Well, surprisingly, a quality grade meat meal can actually be a more abundant source of protein than the whole meat from which it was made.
Here’s why.
Meat meal is a dried end-product of the cooking process known as rendering. Rendering is a lot like making stew — except that this stew is intentionally over-cooked.
With rendering, you start with a meat stew, cook away the water and bake the residue. And you end up with a highly concentrated protein powder — or meat meal.
Now, check out the chart above. Notice how whole chicken contains about 70% water and 18% protein.
Yet after rendering, the resulting chicken meal contains just 10% water and a whopping 65% protein.
That’s nearly four times more protein than whole chicken!
Nutritious Ingredient or Anonymous Waste?
Of course, not all meat meals are created equal. Some are of very high quality while others are positively awful.
It all boils down to the stew’s contents — the raw materials. And one critically important principle…
No meal product can ever be better than the raw materials that were used to make it.

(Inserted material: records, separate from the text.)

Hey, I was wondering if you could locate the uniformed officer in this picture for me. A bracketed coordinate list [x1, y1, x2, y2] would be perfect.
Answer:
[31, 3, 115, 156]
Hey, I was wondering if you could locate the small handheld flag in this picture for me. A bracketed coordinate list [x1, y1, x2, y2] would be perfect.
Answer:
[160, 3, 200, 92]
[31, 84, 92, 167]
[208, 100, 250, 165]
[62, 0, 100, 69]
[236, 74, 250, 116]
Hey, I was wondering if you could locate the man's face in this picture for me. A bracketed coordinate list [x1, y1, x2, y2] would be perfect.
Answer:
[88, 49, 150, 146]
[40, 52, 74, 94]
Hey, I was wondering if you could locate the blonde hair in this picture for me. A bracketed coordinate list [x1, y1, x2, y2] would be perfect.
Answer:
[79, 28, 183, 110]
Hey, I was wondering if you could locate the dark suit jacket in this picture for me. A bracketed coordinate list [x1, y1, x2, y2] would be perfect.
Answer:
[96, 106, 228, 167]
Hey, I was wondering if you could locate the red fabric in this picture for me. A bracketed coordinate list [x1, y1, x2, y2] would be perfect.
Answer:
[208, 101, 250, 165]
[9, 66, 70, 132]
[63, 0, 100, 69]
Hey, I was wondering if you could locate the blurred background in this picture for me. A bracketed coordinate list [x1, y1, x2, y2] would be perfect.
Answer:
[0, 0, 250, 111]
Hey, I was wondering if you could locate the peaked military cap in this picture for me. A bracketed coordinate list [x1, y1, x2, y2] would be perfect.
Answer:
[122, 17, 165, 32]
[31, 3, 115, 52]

Better meals are typically made from the meat of clearly identified sources. Low-grade meals come from anonymous materials like slaughterhouse waste and spoiled supermarket meats — even diseased or dying cattle — or dead zoo animals.
For a more detailed look at the dark side of the industry, you may wish to read “The Shocking Truth About Commercial Dog Food“.
How to Recognize Lower Quality Meat Meals
Since many manufacturers do little to clarify the true nature of the ingredients they use, two important rules can help you avoid choosing an inferior products.
Avoid dog foods containing any meat meal that:
- Includes the words “by-products” in its name
- Fails to identify the specific source animal1
Here are some examples of inferior meat-based protein ingredients. Notice the generic nature of the phrases:
- Meat meal
- Animal meal
- Chicken by-product meal
- Meat and bone meal
When you see ingredients like these in any recipe, it’s a sign you’re probably looking at a lower quality dog food.